Facundo Mattos, creador del proyecto ““EXPEDICIÓN SONRISA”, una misión de paz y solidaridad sin fronteras, visitó la Aldea Infantil de Antofagasta entregando a los niños y niñas un momento de alegría a través de su castillo inflable.

Hace algunos meses, un joven argentino se propuso dar la vuelta al mundo con una compañía muy particular: un castillo inflable que transporta en su camioneta para entregar momentos de felicidad a niños y niñas de todo el mundo. Viaja sin límites de tiempo ni rumbo definido, pero con una misión clara: visitar y conocer de primera mano organizaciones comprometidas con el trabajo y la formación de los niños del mundo.

Pero esta misión solidaria no es algo nuevo en la vida de este joven trasandino. Entre setiembre de 2005 y 2007, recorrió Latinoamérica en bicicleta a favor de la paz en el mundo y la defensa de los derechos humanos. Realizó charlas en universidades, escuelas y comunidades de la mano de su bicicleta “Clementina”, desde la ciudad de Córdoba, Argentina hasta Guayaquil, Ecuador.

No todo ha sido alegría en la vida de Facundo. A principios del año 2008 sufrió un accidente volando en parapente donde se fracturó la columna vertebral. Fue operado en Buenos Aires donde le injertaron una prótesis vertebral con éxito. Luego de un año de rehabilitación el joven se recuperó completamente del incidente. Y hoy, tras este traumático suceso, el objetivo de su nueva hazaña es continuar transmitiendo alegría, un mensaje esperanzador y de integración, gracias a la realización de entretenidos juegos y el relato de su experiencia de vida.

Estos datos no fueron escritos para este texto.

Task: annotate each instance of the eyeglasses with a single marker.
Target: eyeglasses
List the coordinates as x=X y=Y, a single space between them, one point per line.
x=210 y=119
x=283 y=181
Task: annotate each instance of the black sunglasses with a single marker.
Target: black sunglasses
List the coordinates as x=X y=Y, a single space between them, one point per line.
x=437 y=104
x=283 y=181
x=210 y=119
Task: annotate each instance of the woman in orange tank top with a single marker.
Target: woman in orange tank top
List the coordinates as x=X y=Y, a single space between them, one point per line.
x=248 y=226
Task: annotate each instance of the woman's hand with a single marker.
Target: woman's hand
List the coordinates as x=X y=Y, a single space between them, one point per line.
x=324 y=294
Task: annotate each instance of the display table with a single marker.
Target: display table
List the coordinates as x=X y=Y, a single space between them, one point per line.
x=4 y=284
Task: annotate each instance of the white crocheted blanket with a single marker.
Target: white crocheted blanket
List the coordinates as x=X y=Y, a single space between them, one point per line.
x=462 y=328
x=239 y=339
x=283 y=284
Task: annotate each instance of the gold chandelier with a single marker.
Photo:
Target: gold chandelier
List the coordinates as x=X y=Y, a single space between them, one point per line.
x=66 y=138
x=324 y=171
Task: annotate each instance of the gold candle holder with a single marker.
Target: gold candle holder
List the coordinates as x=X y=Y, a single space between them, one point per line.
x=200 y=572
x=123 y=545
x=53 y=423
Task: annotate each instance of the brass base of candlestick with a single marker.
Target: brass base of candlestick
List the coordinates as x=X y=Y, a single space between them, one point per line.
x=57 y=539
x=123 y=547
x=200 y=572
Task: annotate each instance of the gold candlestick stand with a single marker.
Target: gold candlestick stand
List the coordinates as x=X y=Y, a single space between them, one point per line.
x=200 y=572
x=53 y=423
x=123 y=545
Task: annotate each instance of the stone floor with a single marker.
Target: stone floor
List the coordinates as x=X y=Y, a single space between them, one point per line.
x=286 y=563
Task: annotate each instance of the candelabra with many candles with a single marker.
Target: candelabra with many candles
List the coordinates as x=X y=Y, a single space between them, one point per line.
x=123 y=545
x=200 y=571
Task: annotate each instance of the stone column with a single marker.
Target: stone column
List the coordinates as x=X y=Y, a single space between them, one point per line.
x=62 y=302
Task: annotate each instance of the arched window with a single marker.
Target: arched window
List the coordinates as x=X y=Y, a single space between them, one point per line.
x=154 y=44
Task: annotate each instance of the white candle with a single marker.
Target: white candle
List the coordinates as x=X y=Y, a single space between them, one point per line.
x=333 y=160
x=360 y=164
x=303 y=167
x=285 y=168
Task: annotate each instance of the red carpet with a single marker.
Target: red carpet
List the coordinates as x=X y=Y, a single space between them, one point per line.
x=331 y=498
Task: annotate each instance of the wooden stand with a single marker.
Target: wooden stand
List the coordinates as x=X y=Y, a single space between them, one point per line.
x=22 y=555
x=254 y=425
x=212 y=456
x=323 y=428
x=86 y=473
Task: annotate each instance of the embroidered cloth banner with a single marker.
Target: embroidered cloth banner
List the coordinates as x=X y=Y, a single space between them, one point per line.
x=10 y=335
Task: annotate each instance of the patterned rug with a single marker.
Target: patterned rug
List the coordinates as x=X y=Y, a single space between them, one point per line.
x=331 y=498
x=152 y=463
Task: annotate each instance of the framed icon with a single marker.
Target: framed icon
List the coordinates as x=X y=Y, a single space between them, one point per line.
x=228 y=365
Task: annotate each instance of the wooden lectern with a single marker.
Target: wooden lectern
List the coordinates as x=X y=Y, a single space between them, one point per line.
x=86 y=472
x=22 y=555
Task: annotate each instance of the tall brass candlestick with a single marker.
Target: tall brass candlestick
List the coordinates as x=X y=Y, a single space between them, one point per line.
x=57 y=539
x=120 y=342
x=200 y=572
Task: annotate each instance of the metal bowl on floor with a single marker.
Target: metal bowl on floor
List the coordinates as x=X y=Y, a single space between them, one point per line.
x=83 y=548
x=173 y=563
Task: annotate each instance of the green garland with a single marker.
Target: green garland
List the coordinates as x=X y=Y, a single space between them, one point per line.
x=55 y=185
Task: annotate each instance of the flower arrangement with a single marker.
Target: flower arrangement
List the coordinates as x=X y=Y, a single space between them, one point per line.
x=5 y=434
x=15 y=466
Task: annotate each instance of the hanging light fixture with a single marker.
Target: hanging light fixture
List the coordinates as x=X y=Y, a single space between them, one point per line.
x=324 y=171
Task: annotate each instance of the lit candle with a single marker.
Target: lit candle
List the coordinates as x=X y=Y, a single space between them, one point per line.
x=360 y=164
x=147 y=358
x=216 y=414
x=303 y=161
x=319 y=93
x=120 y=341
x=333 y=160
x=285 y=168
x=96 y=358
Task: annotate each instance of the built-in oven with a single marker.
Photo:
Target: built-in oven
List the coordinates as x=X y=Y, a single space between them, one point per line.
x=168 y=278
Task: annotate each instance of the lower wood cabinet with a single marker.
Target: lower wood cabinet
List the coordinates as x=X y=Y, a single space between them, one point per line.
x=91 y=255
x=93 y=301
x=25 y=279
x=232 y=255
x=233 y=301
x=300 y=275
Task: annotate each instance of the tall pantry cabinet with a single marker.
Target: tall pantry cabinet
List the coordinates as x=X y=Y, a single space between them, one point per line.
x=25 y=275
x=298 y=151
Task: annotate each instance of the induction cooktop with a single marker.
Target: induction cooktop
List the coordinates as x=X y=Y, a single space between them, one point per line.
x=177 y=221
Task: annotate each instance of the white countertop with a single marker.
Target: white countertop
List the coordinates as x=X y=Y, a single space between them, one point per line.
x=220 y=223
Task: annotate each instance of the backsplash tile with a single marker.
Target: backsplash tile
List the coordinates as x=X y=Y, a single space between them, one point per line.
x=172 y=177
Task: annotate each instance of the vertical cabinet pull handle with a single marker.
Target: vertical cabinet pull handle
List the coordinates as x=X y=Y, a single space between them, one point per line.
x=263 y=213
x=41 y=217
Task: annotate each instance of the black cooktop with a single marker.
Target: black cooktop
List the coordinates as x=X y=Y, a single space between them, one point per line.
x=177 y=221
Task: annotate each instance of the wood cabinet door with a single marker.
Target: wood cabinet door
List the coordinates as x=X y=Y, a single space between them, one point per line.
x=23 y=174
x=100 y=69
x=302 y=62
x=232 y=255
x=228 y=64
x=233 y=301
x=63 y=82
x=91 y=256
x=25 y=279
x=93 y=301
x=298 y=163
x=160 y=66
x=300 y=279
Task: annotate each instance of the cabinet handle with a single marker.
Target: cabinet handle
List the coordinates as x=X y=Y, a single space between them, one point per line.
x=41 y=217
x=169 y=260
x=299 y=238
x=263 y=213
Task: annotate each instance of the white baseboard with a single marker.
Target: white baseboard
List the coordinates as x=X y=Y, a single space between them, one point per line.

Facundo Mattos expresa que la educación de las nuevas generaciones afronta un gran desafío: “Los valores humanos como la bondad, honestidad, el respeto por otro, y la cultura del trabajo se encuentran en peligro, ya que el sistema en el que vivimos pone en primer lugar al dinero, lo material, el lujo, la satisfacción de los caprichos, la moda, etc. y no al ser humano. De esta forma la banalidad, vanidad, competitividad por lo material genera una percepción de la realidad en la que las personas no valen por lo que son sino por lo que tienen. Este es el sistema en el que crecen y se educan nuestros niños, es por ello que para mantener vivos los valores humanos en las generaciones siguientes, es indispensable hacer de los mismos, el eje de toda educación en la formación de las personas, tanto la que se imparte desde la familia como en la escuela.”
En el comienzo de su viaje, ha decidido visitar diferentes Aldeas de nuestro país; antes de pasar por Antofagasta, estuvo en Chiloé, Puerto Varas y Santiago, entregando alegría a los niños acogidos por la institución. El viernes 23 de mayo visitó la Aldea de Antofagasta donde infló su castillo de sueños y entregó unos minutos de alegría y esparcimiento a los niños y niñas.